The Huddersfield team will attend the final of the second National Retrosynthesis Competition, organised by the Royal Society of Chemistry (RSC) and the Society of Chemical Industry (SCI). It takes place at the RSC’s headquarters in Burlington House, London, on 27 February. They will give a live presentation to a judging panel consisting some of the UK’s leading academic and industrial chemists, and the top three teams will win cutting-edge scientific equipment plus special trophies.
Over 50 teams entered in total, with just ten being chosen to go through to the final. The finalists will represent universities including Oxford, Bristol and Manchester, the Institute of Cancer Research, and multinational companies such as Syngenta, GSK and Pfizer.

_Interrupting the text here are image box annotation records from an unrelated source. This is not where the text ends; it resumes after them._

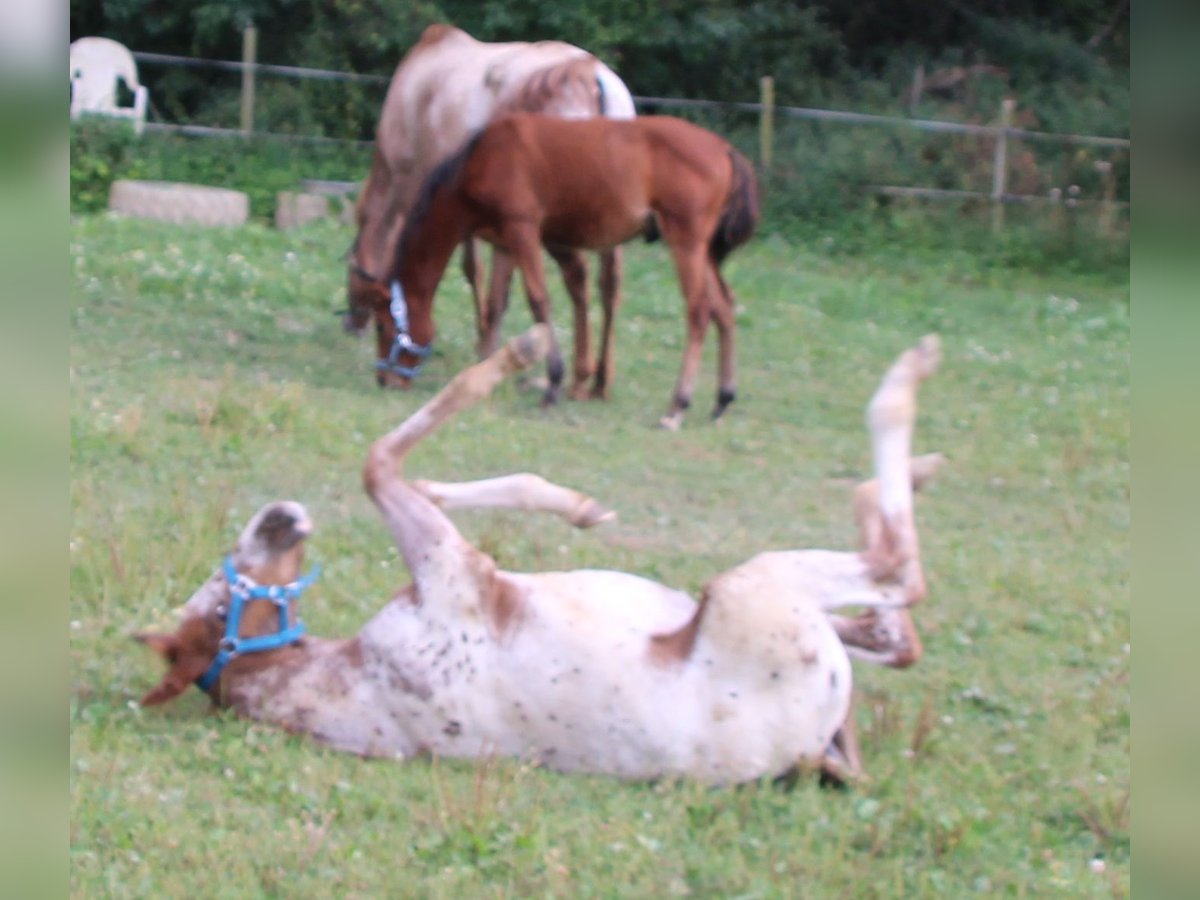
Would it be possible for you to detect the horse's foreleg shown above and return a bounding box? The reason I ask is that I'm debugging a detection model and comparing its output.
[476,247,514,359]
[592,247,622,400]
[829,607,924,668]
[712,265,737,419]
[362,326,550,588]
[660,243,713,431]
[863,335,941,602]
[546,247,592,400]
[504,224,563,407]
[462,238,487,348]
[413,473,617,528]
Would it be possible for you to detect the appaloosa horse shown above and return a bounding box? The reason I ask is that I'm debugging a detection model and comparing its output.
[347,25,635,398]
[139,325,940,784]
[347,113,758,428]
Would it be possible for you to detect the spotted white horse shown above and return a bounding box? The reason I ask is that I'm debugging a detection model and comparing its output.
[139,325,940,784]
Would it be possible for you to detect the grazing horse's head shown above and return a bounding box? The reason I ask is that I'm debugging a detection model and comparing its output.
[134,500,313,706]
[342,238,388,335]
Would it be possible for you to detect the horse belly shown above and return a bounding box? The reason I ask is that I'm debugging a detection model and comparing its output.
[541,203,650,250]
[463,571,697,779]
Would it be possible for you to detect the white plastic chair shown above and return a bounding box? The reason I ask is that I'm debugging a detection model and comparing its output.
[71,37,149,134]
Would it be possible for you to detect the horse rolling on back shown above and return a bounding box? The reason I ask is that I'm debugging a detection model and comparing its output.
[347,25,635,398]
[349,114,758,428]
[138,325,941,784]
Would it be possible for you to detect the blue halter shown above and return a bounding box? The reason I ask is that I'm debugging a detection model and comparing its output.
[376,281,433,378]
[196,557,320,691]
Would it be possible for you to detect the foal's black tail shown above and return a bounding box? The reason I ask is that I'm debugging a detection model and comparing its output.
[708,148,760,265]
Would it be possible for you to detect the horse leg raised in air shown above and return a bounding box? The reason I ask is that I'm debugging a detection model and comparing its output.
[347,25,635,397]
[350,114,758,428]
[139,325,938,784]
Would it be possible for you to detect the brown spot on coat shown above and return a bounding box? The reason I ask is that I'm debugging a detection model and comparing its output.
[649,588,708,666]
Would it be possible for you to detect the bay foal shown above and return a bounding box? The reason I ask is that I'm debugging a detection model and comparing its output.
[347,113,758,428]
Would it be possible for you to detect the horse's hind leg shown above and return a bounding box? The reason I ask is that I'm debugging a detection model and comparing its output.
[413,473,617,528]
[710,264,737,419]
[592,247,622,400]
[362,326,550,588]
[659,240,714,431]
[546,247,592,400]
[504,224,563,407]
[462,238,491,359]
[475,247,515,359]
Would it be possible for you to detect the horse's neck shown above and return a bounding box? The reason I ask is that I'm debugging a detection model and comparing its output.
[355,154,407,277]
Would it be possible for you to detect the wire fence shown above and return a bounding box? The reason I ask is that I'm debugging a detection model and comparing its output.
[119,44,1132,228]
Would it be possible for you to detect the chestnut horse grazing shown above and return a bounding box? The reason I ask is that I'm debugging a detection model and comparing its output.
[347,25,635,398]
[139,325,940,784]
[348,114,758,428]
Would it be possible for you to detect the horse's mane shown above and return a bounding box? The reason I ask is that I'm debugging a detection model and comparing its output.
[389,128,485,281]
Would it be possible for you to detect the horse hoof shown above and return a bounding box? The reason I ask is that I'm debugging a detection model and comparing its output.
[571,497,617,528]
[376,372,412,390]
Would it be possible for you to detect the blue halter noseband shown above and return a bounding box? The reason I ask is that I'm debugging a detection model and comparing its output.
[196,557,320,691]
[376,281,433,378]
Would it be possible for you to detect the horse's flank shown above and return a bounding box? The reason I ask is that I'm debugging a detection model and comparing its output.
[378,114,758,427]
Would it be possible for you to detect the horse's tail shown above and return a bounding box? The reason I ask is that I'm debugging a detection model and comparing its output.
[708,148,760,265]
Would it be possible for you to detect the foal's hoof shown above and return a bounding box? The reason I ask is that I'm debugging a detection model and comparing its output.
[571,497,617,528]
[376,372,412,390]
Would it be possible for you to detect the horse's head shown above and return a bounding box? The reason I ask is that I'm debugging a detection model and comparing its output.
[134,500,312,707]
[342,240,388,335]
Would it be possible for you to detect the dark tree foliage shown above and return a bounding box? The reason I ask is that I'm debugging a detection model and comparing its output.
[71,0,1129,138]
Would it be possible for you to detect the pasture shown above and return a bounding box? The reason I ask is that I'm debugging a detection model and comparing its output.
[70,216,1130,898]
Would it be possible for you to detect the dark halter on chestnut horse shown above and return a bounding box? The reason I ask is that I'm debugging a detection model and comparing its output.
[352,114,758,428]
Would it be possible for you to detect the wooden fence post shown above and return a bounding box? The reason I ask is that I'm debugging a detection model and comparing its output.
[991,97,1016,233]
[758,76,775,170]
[241,22,258,134]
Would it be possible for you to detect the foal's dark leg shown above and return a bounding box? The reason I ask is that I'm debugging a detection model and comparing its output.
[592,247,622,400]
[476,247,515,359]
[710,264,737,419]
[659,236,713,431]
[546,247,592,400]
[462,238,487,355]
[504,224,563,407]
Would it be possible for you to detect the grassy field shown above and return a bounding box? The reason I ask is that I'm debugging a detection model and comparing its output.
[70,216,1130,898]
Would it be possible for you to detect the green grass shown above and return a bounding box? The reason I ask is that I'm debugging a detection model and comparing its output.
[70,216,1130,898]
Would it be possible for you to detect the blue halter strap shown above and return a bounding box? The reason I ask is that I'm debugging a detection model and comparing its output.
[196,556,320,691]
[376,280,433,378]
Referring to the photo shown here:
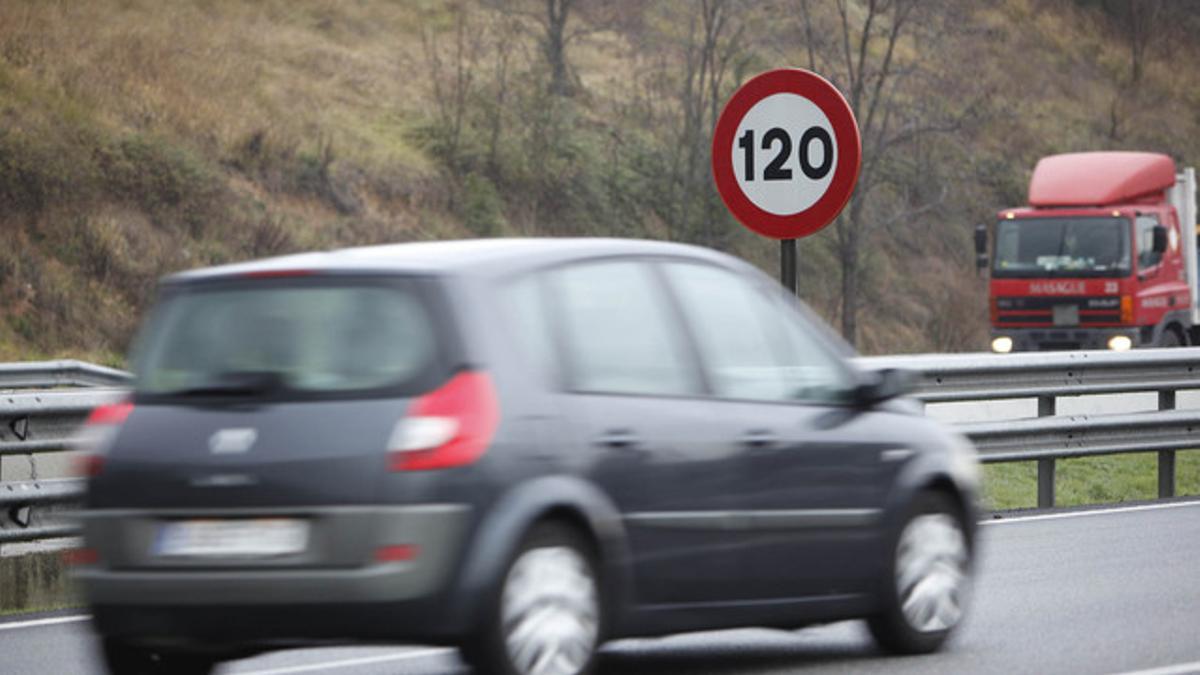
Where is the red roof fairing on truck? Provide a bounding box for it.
[1030,153,1175,207]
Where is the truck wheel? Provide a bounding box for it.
[462,524,602,675]
[868,492,971,653]
[101,638,216,675]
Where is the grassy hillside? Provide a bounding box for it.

Huddersfield team captain Dr Ian Pocock – who studied for his PhD at the University – is currently working with Dr Duncan Gill on a Leverhulme Trust-funded project. He will be joined by chemistry undergraduates Adam Clayton and Laura Denman, together with PhD researchers Marwa Aborways, Georgina Armitage and Scarlett Walton, representing the Gill, Sweeney, Moran, Gabbutt and Heron research groups within the Department of Chemical Sciences.
Their team is punningly named You’ve Never Hud It So Good, a reference not just to ex-Prime Minister Harold MacMillan’s famous phrase, but to Princeton chemist and University of Huddersfield international advisory board member, Professor David MacMillan, whose work inspired the team’s first round entry.
The quality of Huddersfield chemistry
In order to make the final, the team had to devise a sequence of chemical processes to make a complex natural substance that has only recently been discovered. Ian explained: “It’s a paper exercise, so we didn’t go in the lab to try to make the compound for real. Instead, we had to convince the judges that our solution was innovative and elegant, and most importantly, would be likely to work!”
Once the team qualified for the final, they were given another even tougher molecule to tackle. “It’s called retrosynthesis because we work backwards. We start with the target structure and then try to dismantle it into simpler building blocks, whilst thinking what chemical reaction we would need to do the ‘forward’ sense. It’s a bit like trying to find your way out of a maze, as you might have to try quite a few things before you come up with a workable route,” said team member Scarlett Walton.
Professor Joe Sweeney, Head of the Department of Chemical Sciences is delighted by their success in the face of intense competition from world-leading chemistry departments. “The ability to rationally design methods to make both natural medicines and previously unimagined analogues is a key skill in the fight against ‘undruggable’ diseases,” he said.
“Retrosynthesis is one of the key skills that organic chemists use to make such important novel molecules; the success of our team in reaching the final of a national competition in this area is a fantastic testament to intellectual ability of our chemistry students and researchers. When I look at the universities we have beaten to make the shortlist, I feel immensely proud of both my colleagues and the statement this makes about the quality of Huddersfield chemistry.”